Goodman sees many people that he is acquainted with at the ceremony from his church and community, but doesn't spot his wife anywhere. This gives him hope again, which could herald a return his faith. Goodman Brown still doesn't realize that he is part of the sin that he detests. As the ritual commences, he steps forward, unable to control himself from coming into the service with the devil. After the sermon, Goodman Brown sees Faith and tells her to resist the evil they are consorting with and look towards heaven. 

The reader is left to decide if Faith actually proceeded with the ceremony, because Goodman Brown goes into a deep sleep. He awakens the following morning and heads home. He sees his wife skipping towards him but sternly passes her by. We are left to speculate on whether the witches' meeting was reality, or all part of a dream.

There is a lot of intentional obscurity in this tale, some of it seemingly contradictory. One example is Goodman's wife being named Faith, and the fact that he must have faith in her at the end when he doesn't know whether or not what he witnessed was real. The pink ribbons are a symbol of innocence, yet there is the possibility that Faith was being inducted into witchcraft.

Symbolic colors, names, etc. are used to add descriptions and imply details about the characters and their environments. The names of two of the main figures, Goodman and Faith, are Puritan-period titles that imply their nature, at least at certain points in the story. The very setting of the tale, in Salem, speaks volumes due to the fact that it was host to witchcraft (or at least suspicions of it taking place) in reality. The ribbon in faith's cap being pink represents a sort of feminine innocence. The sky in the forest is described as black, foreshadowing evil closing in as it blurs Brown's view of the heavens above. The black veil that the Minister wears is symbol of sin that obscures the true nature of people from each other, especially within close relationships.

From a moral objective, Young Goodman Brown has had his faith shaken. Every person he respects from his community has been discovered to have a dark secret. He is in extreme conflict over his own nature and beliefs, and doesn't know who he can trust. He doesn't dare to speak of though, for he might be thought of as crazy.

The main character is compelling from a literary perspective in that he is both round and also a static protagonist. He is changed by his ordeal, whether it was reality or a dream, but this change wasn't really a progression, because he didn't make any personal change for the better. He shied away from his faith, which is all that could have delivered him out of his dark end.

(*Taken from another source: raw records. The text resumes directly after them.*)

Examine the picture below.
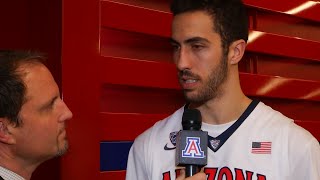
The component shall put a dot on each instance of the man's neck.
(18, 166)
(226, 108)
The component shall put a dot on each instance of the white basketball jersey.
(262, 144)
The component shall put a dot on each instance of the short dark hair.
(229, 17)
(12, 87)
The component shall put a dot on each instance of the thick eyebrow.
(48, 104)
(190, 41)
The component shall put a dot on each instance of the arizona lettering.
(224, 173)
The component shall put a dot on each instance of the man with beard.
(247, 139)
(32, 115)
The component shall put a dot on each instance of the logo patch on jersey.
(193, 148)
(261, 147)
(215, 143)
(173, 138)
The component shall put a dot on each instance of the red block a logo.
(193, 148)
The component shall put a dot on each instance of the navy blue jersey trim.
(223, 137)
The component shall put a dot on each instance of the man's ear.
(5, 134)
(236, 51)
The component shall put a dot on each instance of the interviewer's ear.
(5, 135)
(236, 51)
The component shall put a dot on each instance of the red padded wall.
(118, 77)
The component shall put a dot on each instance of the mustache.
(187, 74)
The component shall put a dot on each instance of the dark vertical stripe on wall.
(114, 155)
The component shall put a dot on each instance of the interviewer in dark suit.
(32, 115)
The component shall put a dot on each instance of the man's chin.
(63, 149)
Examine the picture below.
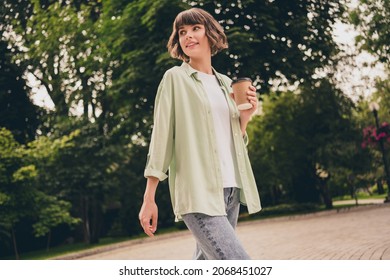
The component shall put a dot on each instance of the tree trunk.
(325, 194)
(48, 241)
(14, 243)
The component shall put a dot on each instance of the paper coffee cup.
(240, 86)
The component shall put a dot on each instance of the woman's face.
(193, 41)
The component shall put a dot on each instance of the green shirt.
(183, 141)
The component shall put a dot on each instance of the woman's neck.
(202, 65)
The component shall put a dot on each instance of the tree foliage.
(372, 18)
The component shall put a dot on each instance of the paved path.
(358, 233)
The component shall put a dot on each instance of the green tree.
(21, 197)
(372, 20)
(299, 142)
(17, 113)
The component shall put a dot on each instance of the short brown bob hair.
(214, 32)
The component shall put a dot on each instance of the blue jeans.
(215, 235)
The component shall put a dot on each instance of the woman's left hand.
(245, 115)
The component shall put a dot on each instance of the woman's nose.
(188, 35)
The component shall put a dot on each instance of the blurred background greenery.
(71, 165)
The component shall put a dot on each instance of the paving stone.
(358, 233)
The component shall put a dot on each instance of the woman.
(200, 135)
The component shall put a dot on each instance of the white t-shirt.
(222, 126)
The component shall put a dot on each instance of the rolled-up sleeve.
(162, 140)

Goodman Brown ultimately represents mankind in that, like him, we all have to deal with evil and misguiding disillusionments in our lives. We also must reconcile with our own and each others imperfections. We all have to hold on to faith and hope, lest we end up like Goodman Brown, without an epithet on our tombstone. The story of Young Goodman Brown is a classic mirror of a Garden of Eden- type narrative that illustrates the Puritan understanding of the nature of evil and of righteousness. Goodman Brown has his own faith, a church community, and a wife, but those things collectively were not sufficient for him to be able to resist real evil, or even basic human nature. Goodman Brown portrays innocence and vulnerability as he devolves from faith in the inherent good in people into believing that Satan's influence has perforated the hearts of the community people he cares for. Brown searched for answers and received them through the seductions and revelations of Satan and from observing his fellow men and women. Even the fact that Goodman Brown is inclined to go into the wilderness when he knows what could transpire there is an implication of the weakness and transparency in the hearts of even the most faithful. He went from being a positive person to miserable, faithless man because he discovered the true nature of the people whom he once believed to be good and upright. The public perspective of a person is rarely the reality of the person in their heart.